- The paper presents a novel framework that leverages RL-derived reward functions as effective process reward models to guide search algorithms.
- It integrates AIRL and GRPO to train policies with dense rewards, eliminating the need for costly labeled data.
- Experiments across eight benchmarks show a 9% average boost in LLM reasoning performance over baseline PRMs during search.
Unifying Reinforcement Learning (RL) and Search-Based Test-Time Scaling (TTS) for LLMs
The paper "Your Reward Function for RL is Your Best PRM for Search: Unifying RL and Search-Based TTS" presents a pioneering methodology that integrates RL-based and search-based TTS for improving the reasoning performance of LLMs. This work introduces a new framework that utilizes the reward function obtained from RL as an effective process reward model (PRM) for guiding search algorithms at test time.
Method Overview
The core idea is to leverage the reward function, which is inherently learned during RL training, as an ideal PRM for guiding search procedures. This unification approach is implemented using Adversarial Inverse Reinforcement Learning (AIRL) combined with Group Relative Policy Optimization (GRPO). The paper demonstrates that the PRM can serve dual purposes: providing dense rewards during training and guiding search strategies during inference, thus reducing the dependence on static PRMs that require extensive labeled data.
Figure 1: Overview of the unification framework. During training, the AIRL discriminator is used to learn a PRM, optimizing the policy with both dense rewards from AIRL and outcome rewards from GRPO. At test time, the trained policy and PRM jointly guide downstream search algorithms.
Experimental Results
The experiments conducted on eight benchmarks across mathematics, scientific reasoning, and code generation show that this unified approach significantly enhances model performance by 9% on average compared to the base model. Furthermore, when integrated into various search algorithms, the PRM consistently outperforms all baseline PRMs trained with labeled data.
Figure 2: Average performance of four PRMs applied to four generative LLMs using Best-of-N with 64 rollouts on AIME2024, AMC, and MATH500. The AIRL-S-PRM consistently delivers the highest test-time search performance.
Implementation Details
Training Process
The RL training process involves using AIRL to learn a step-wise PRM directly from correct reasoning traces. This eliminates the need for labeled intermediate process data, thereby mitigating costs and avoiding reward hacking risks associated with static PRMs. The policy model is updated using a combination of objectives derived from AIRL and GRPO.
Test-Time Search
At inference, the PRM extends the logic chaining ability of the policy model by guiding search processes such as Monte Carlo Tree Search (MCTS), beam search, and Best-of-N sampling. This is achieved through a framework that applies the learned PRM for real-time decision-making in extending reasoning chains.

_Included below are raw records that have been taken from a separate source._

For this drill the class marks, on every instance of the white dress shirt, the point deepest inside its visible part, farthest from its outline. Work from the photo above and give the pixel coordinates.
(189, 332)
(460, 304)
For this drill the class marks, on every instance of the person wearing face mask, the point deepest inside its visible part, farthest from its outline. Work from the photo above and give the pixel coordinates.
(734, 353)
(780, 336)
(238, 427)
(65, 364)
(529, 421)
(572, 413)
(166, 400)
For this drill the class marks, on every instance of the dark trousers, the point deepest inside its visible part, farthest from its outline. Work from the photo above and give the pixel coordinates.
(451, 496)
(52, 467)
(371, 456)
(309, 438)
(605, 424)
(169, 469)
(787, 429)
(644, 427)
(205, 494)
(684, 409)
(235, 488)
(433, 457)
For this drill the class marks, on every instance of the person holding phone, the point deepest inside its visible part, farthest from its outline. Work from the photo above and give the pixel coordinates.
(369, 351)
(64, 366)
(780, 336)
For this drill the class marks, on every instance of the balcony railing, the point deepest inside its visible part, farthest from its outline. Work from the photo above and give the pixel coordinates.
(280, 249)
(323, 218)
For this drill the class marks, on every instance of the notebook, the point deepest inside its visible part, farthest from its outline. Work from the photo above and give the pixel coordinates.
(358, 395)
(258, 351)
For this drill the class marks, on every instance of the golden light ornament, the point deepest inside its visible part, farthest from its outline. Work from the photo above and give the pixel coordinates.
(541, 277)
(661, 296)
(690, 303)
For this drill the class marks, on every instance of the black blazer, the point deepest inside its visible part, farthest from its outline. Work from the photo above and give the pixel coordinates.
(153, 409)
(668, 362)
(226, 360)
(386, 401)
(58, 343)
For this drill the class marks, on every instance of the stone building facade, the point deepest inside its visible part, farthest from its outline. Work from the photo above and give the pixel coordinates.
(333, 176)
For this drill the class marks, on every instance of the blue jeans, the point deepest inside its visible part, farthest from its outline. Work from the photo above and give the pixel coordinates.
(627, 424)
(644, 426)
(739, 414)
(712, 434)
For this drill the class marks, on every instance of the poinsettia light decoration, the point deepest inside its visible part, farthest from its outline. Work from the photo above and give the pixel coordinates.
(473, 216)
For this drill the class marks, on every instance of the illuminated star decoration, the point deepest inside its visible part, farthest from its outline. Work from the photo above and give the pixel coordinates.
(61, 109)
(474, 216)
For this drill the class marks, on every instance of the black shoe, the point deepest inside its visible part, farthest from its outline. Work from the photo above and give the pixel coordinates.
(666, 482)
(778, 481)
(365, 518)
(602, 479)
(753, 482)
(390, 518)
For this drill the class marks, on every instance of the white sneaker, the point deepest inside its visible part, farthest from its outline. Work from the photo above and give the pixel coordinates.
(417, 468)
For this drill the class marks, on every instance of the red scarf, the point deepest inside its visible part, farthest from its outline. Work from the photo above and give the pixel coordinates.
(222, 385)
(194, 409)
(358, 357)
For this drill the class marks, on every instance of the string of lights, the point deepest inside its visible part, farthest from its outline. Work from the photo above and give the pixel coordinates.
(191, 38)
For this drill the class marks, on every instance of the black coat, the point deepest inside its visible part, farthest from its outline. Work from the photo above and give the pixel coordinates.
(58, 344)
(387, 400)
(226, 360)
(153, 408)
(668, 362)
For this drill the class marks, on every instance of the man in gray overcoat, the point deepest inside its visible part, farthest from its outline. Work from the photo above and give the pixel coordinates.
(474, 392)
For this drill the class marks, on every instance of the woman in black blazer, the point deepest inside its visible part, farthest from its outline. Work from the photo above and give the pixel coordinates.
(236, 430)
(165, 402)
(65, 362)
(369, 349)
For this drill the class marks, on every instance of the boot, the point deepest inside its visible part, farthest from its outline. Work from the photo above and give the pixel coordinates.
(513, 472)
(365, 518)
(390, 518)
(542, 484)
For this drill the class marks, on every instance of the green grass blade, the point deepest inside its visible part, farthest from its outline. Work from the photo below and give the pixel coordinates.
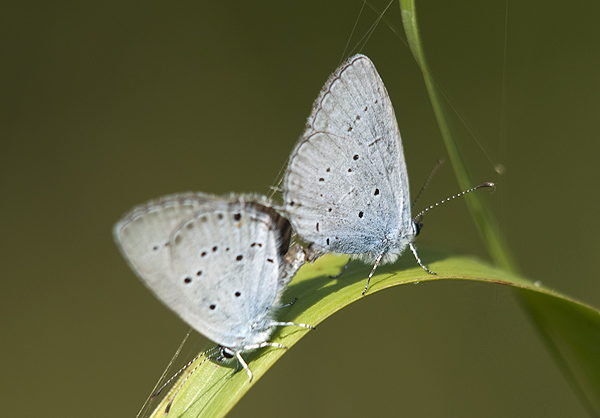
(214, 389)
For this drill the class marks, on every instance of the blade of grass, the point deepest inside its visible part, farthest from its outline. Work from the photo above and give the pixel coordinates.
(214, 389)
(569, 329)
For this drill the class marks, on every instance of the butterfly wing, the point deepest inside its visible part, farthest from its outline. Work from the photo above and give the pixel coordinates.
(346, 186)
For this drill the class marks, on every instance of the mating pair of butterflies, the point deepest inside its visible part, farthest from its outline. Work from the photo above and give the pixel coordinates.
(222, 264)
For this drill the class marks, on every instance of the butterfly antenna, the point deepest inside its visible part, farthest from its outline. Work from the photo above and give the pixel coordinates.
(481, 186)
(208, 357)
(437, 165)
(372, 272)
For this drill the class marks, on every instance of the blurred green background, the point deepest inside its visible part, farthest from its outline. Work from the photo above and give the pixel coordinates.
(105, 105)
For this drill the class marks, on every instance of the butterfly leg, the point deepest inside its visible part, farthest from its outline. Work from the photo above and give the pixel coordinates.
(414, 250)
(287, 305)
(342, 271)
(372, 272)
(241, 361)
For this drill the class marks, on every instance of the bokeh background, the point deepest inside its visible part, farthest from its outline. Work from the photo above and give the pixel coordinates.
(104, 105)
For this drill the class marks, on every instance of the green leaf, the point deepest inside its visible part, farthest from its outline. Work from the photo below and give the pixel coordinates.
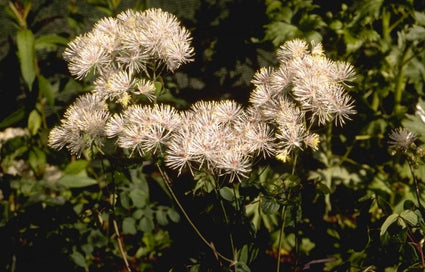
(76, 167)
(227, 193)
(47, 90)
(173, 215)
(34, 122)
(129, 226)
(26, 54)
(416, 33)
(138, 214)
(146, 224)
(49, 42)
(76, 181)
(139, 198)
(37, 160)
(410, 217)
(125, 200)
(243, 254)
(13, 118)
(161, 217)
(241, 267)
(78, 258)
(389, 221)
(269, 205)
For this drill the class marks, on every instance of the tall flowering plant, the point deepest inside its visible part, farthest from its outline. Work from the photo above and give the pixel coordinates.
(221, 144)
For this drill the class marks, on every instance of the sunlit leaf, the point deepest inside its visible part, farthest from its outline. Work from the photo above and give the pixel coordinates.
(76, 181)
(129, 226)
(388, 222)
(227, 193)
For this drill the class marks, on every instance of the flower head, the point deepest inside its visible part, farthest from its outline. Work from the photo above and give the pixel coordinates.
(401, 139)
(83, 125)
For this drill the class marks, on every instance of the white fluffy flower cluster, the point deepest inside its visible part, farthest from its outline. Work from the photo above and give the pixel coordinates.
(221, 138)
(125, 53)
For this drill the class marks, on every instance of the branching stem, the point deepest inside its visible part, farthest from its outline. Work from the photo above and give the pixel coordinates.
(189, 220)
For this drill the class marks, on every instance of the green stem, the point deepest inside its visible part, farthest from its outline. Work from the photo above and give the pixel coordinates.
(283, 216)
(416, 185)
(167, 182)
(226, 218)
(282, 229)
(400, 81)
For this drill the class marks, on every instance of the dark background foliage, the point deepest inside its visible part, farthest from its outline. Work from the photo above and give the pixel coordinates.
(347, 189)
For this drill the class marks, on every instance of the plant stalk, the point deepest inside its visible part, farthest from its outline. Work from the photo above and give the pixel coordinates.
(189, 220)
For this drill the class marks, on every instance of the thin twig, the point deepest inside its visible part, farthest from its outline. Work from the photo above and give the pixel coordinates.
(197, 231)
(416, 185)
(120, 246)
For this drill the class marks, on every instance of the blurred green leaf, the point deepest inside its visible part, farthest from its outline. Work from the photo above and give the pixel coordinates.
(76, 181)
(269, 205)
(173, 215)
(241, 267)
(129, 226)
(49, 42)
(26, 54)
(227, 193)
(76, 167)
(46, 89)
(78, 258)
(37, 159)
(410, 217)
(139, 198)
(388, 222)
(161, 217)
(13, 118)
(34, 122)
(146, 224)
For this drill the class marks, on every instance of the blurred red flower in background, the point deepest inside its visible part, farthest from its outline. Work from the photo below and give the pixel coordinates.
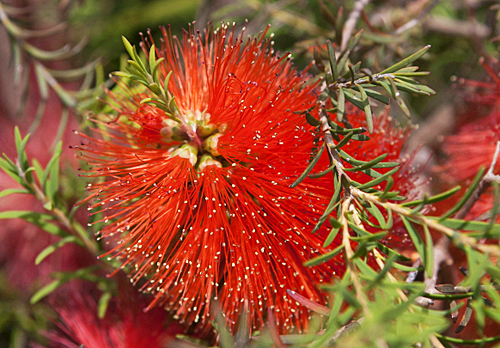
(203, 207)
(474, 144)
(125, 324)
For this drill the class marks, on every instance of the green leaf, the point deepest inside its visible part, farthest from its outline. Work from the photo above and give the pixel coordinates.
(372, 163)
(374, 94)
(324, 258)
(50, 180)
(53, 247)
(466, 196)
(20, 147)
(415, 237)
(378, 180)
(390, 252)
(311, 120)
(429, 252)
(494, 209)
(366, 108)
(7, 192)
(38, 219)
(102, 306)
(308, 168)
(372, 237)
(344, 141)
(331, 205)
(341, 105)
(407, 61)
(434, 199)
(46, 290)
(10, 168)
(331, 236)
(399, 99)
(465, 225)
(375, 211)
(333, 60)
(352, 96)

Figure 3: Comparison of test-time search performance with the PRM applied to MCTS, Beam Search, and Best-of-N across varying rollout counts. The PRM consistently improves performance for all search techniques.
Implications and Future Work
The implications of this work extend to several areas:
- Scientific and Educational Tools: The integrated framework can serve as a foundation for developing advanced educational AI tools and scientific computing platforms, lowering barriers to access in under-resourced regions.
- Software Development: In software engineering, incorporating such models could lead to more efficient and reliable code generation systems.
- Future Research Directions: Expanding this unification framework to other architectures and broader datasets could address scalability and generalization, potentially paving the way for more robust AI systems.
Conclusion
This paper establishes a novel unification of RL-based and search-based TTS methodologies, demonstrating practical improvements in LLM performance across diverse reasoning tasks. By repurposing the RL-derived reward function as a versatile PRM, the approach not only enhances inference capabilities but also reduces the reliance on costly labeled datasets, thus offering a cost-efficient and scalable solution for TTS in LLMs. Future work could explore scalability aspects and test the approach on more diverse architectures and applications.